This section shows recipes for creating an extended toolset using the
existing itertools as building blocks.

The primary purpose of the itertools recipes is educational.  The
recipes show various ways of thinking about individual tools — for
example, that "chain.from_iterable" is related to the concept of
flattening.  The recipes also give ideas about ways that the tools can
be combined — for example, how "starmap()" and "repeat()" can work
together.  The recipes also show patterns for using itertools with the
"operator" and "collections" modules as well as with the built-in
itertools such as "map()", "filter()", "reversed()", and
"enumerate()".

A secondary purpose of the recipes is to serve as an incubator.  The
"accumulate()", "compress()", and "pairwise()" itertools started out
as recipes.  Currently, the "sliding_window()", "iter_index()", and
"sieve()" recipes are being tested to see whether they prove their
worth.

Substantially all of these recipes and many, many others can be
installed from the more-itertools project found on the Python Package
Index:

   python -m pip install more-itertools

Many of the recipes offer the same high performance as the underlying
toolset. Superior memory performance is kept by processing elements
one at a time rather than bringing the whole iterable into memory all
at once.
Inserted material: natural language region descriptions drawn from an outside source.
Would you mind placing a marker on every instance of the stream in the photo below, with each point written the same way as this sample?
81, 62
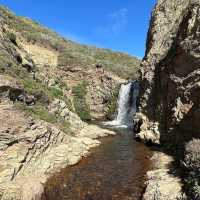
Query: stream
113, 171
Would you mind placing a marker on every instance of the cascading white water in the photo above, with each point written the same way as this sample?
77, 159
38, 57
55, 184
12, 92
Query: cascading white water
127, 107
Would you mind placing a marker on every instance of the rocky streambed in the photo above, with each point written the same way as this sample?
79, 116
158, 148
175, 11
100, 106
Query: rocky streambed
114, 170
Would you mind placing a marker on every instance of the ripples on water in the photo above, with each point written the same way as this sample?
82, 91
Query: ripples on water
113, 171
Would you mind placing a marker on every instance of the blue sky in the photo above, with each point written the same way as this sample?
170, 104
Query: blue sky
115, 24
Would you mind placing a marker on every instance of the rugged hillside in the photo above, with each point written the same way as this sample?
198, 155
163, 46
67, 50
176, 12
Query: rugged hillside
62, 64
170, 85
49, 88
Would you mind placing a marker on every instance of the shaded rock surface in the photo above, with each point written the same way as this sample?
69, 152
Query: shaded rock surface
30, 150
170, 98
170, 70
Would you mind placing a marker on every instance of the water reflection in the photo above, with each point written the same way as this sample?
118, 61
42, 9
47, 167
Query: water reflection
113, 171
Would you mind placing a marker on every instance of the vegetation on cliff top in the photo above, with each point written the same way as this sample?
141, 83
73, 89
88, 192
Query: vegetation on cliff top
83, 55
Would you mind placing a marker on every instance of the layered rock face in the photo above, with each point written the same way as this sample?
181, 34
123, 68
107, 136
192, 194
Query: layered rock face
170, 74
170, 97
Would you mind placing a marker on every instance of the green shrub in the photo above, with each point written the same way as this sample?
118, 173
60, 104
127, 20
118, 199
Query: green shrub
33, 86
80, 104
12, 37
55, 92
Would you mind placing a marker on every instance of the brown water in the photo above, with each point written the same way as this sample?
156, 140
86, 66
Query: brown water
114, 171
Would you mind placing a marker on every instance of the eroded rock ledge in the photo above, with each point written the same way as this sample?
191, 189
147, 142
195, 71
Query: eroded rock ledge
37, 150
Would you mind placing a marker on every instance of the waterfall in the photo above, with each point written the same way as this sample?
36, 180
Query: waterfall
127, 105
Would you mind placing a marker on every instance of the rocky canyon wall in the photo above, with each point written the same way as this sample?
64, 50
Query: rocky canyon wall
170, 74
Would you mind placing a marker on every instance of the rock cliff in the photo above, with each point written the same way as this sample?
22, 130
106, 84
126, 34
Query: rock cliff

Code volume is kept small by linking the tools together in a
functional style.  High speed is retained by preferring "vectorized"
building blocks over the use of for-loops and *generators* which incur
interpreter overhead.

   from collections import Counter, deque
   from contextlib import suppress
   from functools import reduce
   from math import comb, prod, sumprod, isqrt
   from operator import itemgetter, getitem, mul, neg

   def take(n, iterable):
       "Return first n items of the iterable as a list."
       return list(islice(iterable, n))

   def prepend(value, iterable):
       "Prepend a single value in front of an iterable."
       # prepend(1, [2, 3, 4]) → 1 2 3 4
       return chain([value], iterable)

   def tabulate(function, start=0):
       "Return function(0), function(1), ..."
       return map(function, count(start))

   def repeatfunc(function, times=None, *args):
       "Repeat calls to a function with specified arguments."
       if times is None:
           return starmap(function, repeat(args))
       return starmap(function, repeat(args, times))

   def flatten(list_of_lists):
       "Flatten one level of nesting."
       return chain.from_iterable(list_of_lists)

   def ncycles(iterable, n):
       "Returns the sequence elements n times."
       return chain.from_iterable(repeat(tuple(iterable), n))

   def loops(n):
       "Loop n times. Like range(n) but without creating integers."
       # for _ in loops(100): ...
       return repeat(None, n)

   def tail(n, iterable):
       "Return an iterator over the last n items."
       # tail(3, 'ABCDEFG') → E F G
       return iter(deque(iterable, maxlen=n))

   def consume(iterator, n=None):
       "Advance the iterator n-steps ahead. If n is None, consume entirely."
       # Use functions that consume iterators at C speed.
       if n is None:
           deque(iterator, maxlen=0)
       else:
           next(islice(iterator, n, n), None)

   def nth(iterable, n, default=None):
       "Returns the nth item or a default value."
       return next(islice(iterable, n, None), default)

   def quantify(iterable, predicate=bool):
       "Given a predicate that returns True or False, count the True results."
       return sum(map(predicate, iterable))

   def first_true(iterable, default=False, predicate=None):
       "Returns the first true value or the *default* if there is no true value."
       # first_true([a,b,c], x) → a or b or c or x
       # first_true([a,b], x, f) → a if f(a) else b if f(b) else x
       return next(filter(predicate, iterable), default)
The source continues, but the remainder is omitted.